Sunday, June 07, 2009

apss '09 (ii)*

4.1. sunday is 'trainee day', where graduate students gather and listen to one another talk non-stop about how all the work their advisors have made them do, and persuading themselves that they actually wanted to do it in the first place.

4.2. in order to get anyone at all to attend this, they get the people who have won travel awards and hold the checks ransom till the end of the day.

4.2.1. sneaky bastards.

4.2.2. we're each made to sign up for four sessions, plus a lunch thing where somehow i've been pressganged into giving a talk to a room full of people who don't care about or understand my work.

4.2.3. i suppose the speakers could have been worse. at the very least, there was matt walker, who i'm trying to schmooze up at every available opportunity in case i want do a post-doc in a state where i can actually buy single malt scotch. his talk teaches me a number of things, the most important of which is British Accents FTW.

4.2.4. lunch is awful. my talk goes ok though. i have by now firmly decided that the most unimportant part of giving a talk is its actual content. this is probably not a revelation to anyone who does a lot of public speaking, but i personally get a lot of mileage out of very small things. stepping out from behind the podium for one. you can be quaking in your shoes, but as long as you get out from behind that podium, people immediately assume that you Know What You're Doing.

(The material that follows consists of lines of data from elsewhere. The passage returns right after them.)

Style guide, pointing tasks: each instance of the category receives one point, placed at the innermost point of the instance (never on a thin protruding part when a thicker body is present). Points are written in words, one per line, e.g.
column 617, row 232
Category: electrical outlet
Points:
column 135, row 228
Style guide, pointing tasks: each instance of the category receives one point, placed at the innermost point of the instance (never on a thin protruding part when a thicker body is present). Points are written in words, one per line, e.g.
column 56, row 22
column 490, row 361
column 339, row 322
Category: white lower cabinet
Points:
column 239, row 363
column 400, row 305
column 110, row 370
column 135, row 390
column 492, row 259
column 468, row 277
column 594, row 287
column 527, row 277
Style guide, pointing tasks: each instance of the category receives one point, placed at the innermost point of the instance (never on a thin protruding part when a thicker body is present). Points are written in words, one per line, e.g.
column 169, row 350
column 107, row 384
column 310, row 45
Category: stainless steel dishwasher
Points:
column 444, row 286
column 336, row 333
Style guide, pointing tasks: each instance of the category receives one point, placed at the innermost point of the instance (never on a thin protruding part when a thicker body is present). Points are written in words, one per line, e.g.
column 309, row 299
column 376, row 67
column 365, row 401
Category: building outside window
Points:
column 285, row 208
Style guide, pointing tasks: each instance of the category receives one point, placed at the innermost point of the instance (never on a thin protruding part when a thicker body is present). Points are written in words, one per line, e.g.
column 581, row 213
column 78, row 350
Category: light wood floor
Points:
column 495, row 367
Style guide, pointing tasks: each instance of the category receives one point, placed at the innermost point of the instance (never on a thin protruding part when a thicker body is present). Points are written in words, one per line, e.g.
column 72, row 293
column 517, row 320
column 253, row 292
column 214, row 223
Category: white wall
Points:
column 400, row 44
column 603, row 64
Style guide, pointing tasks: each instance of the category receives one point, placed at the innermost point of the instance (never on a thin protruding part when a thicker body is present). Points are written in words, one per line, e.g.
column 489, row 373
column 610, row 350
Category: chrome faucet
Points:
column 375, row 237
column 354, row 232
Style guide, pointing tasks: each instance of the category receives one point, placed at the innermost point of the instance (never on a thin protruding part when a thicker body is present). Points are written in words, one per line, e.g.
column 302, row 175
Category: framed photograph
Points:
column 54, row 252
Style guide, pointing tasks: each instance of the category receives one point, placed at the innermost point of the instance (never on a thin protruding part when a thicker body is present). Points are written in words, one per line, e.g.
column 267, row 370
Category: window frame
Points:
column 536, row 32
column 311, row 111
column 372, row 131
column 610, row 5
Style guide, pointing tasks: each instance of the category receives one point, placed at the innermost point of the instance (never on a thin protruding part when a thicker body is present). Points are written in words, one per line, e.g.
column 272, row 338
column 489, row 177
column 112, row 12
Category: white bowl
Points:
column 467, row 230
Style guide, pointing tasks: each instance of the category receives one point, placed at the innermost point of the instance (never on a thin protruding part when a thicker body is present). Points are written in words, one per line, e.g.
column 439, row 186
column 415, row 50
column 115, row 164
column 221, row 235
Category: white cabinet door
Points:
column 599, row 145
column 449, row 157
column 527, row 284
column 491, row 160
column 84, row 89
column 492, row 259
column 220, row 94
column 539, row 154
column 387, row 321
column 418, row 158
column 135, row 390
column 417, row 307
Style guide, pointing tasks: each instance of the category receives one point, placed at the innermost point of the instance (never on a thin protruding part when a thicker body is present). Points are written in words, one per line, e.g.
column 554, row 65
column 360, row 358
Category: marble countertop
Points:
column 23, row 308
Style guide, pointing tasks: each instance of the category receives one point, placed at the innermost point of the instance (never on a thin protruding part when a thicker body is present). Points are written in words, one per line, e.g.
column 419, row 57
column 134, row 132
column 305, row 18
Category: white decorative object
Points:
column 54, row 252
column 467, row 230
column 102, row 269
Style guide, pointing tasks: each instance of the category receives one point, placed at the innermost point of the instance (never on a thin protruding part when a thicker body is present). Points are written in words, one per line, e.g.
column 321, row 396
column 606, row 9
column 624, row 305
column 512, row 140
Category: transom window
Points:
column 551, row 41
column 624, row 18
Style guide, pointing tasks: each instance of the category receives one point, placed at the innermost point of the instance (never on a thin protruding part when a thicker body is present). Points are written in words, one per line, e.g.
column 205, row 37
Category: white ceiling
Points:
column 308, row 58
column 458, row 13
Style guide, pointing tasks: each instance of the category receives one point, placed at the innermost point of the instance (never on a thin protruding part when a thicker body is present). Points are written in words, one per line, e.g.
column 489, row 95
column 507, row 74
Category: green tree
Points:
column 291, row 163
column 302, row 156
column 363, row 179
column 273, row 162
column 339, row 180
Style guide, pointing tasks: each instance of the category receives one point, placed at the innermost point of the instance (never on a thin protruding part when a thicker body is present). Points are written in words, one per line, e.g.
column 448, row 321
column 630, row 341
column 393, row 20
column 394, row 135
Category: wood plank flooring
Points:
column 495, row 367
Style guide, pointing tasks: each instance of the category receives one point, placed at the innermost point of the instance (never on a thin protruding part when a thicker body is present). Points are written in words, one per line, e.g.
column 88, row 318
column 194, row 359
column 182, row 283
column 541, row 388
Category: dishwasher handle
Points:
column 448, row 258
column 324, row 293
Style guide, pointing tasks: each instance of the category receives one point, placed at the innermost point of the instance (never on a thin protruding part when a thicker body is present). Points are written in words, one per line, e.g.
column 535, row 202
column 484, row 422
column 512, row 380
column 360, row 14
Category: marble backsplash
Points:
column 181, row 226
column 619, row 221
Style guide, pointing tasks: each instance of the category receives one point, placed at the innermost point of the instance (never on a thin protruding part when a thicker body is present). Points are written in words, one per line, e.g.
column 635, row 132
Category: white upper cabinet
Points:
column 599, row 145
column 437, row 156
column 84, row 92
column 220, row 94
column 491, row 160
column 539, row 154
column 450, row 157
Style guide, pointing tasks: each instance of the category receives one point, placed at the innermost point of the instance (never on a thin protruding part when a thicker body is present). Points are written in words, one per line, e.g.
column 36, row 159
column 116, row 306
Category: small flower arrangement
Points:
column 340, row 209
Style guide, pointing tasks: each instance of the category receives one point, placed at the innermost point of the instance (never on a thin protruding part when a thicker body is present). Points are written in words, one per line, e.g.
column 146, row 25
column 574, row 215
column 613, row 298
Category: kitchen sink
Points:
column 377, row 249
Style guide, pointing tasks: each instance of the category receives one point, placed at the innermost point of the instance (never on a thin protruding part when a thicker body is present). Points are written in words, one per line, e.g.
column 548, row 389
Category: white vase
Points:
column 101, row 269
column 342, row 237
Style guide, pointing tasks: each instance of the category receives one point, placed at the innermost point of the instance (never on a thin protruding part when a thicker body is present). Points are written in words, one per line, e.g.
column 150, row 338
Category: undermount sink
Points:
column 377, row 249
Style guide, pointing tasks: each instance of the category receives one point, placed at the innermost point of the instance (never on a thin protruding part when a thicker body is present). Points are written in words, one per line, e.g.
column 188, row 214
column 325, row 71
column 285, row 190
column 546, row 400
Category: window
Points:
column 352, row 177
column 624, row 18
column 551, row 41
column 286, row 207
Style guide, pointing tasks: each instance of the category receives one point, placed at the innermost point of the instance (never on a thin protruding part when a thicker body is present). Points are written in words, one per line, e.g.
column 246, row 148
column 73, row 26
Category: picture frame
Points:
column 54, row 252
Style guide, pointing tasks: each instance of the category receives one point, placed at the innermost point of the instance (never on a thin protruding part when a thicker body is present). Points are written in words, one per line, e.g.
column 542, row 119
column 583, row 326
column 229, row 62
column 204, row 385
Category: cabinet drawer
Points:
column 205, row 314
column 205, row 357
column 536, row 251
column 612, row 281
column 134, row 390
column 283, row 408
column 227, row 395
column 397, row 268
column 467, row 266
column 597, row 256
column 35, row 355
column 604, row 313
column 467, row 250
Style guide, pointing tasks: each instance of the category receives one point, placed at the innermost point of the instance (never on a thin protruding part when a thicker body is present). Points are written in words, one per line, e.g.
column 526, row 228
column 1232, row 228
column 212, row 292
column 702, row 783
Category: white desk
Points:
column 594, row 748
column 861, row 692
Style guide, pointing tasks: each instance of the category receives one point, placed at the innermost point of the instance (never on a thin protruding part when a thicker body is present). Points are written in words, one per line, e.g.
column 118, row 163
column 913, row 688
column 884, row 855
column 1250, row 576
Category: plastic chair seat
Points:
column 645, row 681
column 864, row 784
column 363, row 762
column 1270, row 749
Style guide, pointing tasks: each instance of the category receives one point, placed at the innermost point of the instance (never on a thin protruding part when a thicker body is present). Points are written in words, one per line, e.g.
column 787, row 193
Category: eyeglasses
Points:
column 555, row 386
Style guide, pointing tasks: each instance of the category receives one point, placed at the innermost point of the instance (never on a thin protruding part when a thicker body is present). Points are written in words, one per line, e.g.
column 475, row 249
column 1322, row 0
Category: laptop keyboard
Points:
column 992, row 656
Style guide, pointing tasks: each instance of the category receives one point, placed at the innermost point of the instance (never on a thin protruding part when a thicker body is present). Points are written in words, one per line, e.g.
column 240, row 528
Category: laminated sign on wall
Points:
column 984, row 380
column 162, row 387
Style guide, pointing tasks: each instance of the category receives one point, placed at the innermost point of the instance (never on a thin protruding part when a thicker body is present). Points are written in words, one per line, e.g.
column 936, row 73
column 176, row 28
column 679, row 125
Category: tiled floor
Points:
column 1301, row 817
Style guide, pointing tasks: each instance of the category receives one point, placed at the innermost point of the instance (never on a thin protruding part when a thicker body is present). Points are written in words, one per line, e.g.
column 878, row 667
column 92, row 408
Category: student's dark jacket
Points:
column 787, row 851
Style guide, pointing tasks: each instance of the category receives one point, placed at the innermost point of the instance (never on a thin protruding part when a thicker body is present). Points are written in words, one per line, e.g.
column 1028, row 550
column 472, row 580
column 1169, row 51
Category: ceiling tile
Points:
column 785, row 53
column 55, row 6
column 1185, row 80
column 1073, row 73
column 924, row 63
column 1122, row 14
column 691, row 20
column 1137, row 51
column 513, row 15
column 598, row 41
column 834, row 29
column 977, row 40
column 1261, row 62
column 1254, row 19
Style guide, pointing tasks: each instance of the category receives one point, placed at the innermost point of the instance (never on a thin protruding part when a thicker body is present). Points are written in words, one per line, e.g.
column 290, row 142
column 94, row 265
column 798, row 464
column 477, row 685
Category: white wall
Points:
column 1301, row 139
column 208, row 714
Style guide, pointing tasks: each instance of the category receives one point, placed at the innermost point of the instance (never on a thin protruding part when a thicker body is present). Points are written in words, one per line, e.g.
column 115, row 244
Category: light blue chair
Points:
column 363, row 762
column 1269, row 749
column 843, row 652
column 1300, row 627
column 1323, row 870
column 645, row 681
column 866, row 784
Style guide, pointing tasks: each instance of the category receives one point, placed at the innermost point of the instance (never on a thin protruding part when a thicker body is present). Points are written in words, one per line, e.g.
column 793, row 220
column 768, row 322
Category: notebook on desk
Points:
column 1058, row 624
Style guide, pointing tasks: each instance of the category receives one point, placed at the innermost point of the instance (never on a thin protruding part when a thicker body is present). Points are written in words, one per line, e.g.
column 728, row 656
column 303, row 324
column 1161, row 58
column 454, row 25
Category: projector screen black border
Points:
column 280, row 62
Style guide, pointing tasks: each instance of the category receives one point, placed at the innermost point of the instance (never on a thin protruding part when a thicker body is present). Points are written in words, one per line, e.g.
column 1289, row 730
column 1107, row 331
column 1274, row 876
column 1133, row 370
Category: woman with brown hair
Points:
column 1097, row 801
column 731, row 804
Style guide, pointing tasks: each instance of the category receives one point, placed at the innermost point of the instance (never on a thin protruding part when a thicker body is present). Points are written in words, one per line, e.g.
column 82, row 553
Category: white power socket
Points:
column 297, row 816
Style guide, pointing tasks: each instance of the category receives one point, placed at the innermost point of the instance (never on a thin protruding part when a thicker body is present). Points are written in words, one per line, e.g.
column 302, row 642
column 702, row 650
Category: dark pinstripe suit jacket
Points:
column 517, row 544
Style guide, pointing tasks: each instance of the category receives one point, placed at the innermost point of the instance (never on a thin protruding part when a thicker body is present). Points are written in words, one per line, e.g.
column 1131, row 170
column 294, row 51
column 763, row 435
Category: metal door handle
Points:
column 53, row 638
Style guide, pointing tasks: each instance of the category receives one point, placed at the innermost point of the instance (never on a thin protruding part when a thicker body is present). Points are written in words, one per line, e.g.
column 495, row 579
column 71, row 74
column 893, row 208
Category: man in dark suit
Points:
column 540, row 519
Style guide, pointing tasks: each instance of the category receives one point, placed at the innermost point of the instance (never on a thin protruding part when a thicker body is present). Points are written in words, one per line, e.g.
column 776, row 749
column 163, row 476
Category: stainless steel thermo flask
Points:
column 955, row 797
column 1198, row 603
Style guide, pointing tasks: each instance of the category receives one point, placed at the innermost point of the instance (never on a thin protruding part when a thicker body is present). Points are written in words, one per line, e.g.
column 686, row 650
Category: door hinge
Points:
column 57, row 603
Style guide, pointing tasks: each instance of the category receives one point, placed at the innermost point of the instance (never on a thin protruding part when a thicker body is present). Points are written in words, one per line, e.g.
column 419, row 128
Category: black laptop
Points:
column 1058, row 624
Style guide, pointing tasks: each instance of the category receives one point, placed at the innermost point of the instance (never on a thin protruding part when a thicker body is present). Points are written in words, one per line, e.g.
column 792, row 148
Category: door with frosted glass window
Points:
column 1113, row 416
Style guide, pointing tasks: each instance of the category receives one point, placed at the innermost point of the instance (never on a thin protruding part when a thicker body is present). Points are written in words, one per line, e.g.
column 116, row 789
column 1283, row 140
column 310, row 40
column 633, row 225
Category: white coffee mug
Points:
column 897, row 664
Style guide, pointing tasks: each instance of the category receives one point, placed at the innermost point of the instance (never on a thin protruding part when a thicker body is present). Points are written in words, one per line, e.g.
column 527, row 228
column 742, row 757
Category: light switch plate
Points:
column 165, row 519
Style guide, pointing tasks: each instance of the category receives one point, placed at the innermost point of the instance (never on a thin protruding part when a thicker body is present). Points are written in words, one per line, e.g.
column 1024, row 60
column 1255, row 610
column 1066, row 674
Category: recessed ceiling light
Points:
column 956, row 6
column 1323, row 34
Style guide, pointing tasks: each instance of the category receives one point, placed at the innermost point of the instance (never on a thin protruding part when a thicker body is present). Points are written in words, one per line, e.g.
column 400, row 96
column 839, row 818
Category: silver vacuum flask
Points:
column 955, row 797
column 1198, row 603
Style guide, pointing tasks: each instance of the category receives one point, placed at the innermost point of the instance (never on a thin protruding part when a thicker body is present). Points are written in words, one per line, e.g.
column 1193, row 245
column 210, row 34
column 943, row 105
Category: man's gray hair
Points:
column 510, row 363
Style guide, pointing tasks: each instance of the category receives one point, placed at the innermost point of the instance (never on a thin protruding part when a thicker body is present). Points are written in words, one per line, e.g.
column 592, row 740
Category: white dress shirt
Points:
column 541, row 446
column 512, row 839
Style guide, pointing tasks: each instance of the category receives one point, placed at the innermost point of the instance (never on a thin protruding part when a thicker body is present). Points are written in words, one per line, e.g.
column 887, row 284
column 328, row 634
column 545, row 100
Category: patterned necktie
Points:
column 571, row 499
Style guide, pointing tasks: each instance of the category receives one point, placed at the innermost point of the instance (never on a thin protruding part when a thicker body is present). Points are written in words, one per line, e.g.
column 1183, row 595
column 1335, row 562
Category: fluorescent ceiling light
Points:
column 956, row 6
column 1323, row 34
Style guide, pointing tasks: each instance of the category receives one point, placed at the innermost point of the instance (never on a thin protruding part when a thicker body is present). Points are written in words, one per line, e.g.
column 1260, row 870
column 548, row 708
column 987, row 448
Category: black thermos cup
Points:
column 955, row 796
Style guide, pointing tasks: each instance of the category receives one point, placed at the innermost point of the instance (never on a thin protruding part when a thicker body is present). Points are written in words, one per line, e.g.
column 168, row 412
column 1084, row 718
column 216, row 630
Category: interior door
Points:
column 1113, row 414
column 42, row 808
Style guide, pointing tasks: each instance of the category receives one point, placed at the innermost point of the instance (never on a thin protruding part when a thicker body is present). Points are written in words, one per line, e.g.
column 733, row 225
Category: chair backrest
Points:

4.2.4.1. most of the time, i still don't know what i'm doing.

4.2.5. the best part of the day is when this prof from wash. u. stands up and gives us the skinny on how to handle the final years of grad school. he basically says what i've suspected all along, which is: grab all the data you can get your hands on, write it up, stick your name on the front, and claim the paper as yours. i can't remember if i wrote about our little authorship mess a while ago, but the advice basically confirms what i suspected, which was that i was too nice, and was lucky that the advisor was looking out for me. never again.

4.2.5.1. also that experiments mostly don't work, and that you just have to get over it, which is possibly the most depressing thing i've heard all year.

* feel free to insert sleepless in seattle jokes anywhere, i got tired of them the moment i heard where the conference this year was going to be.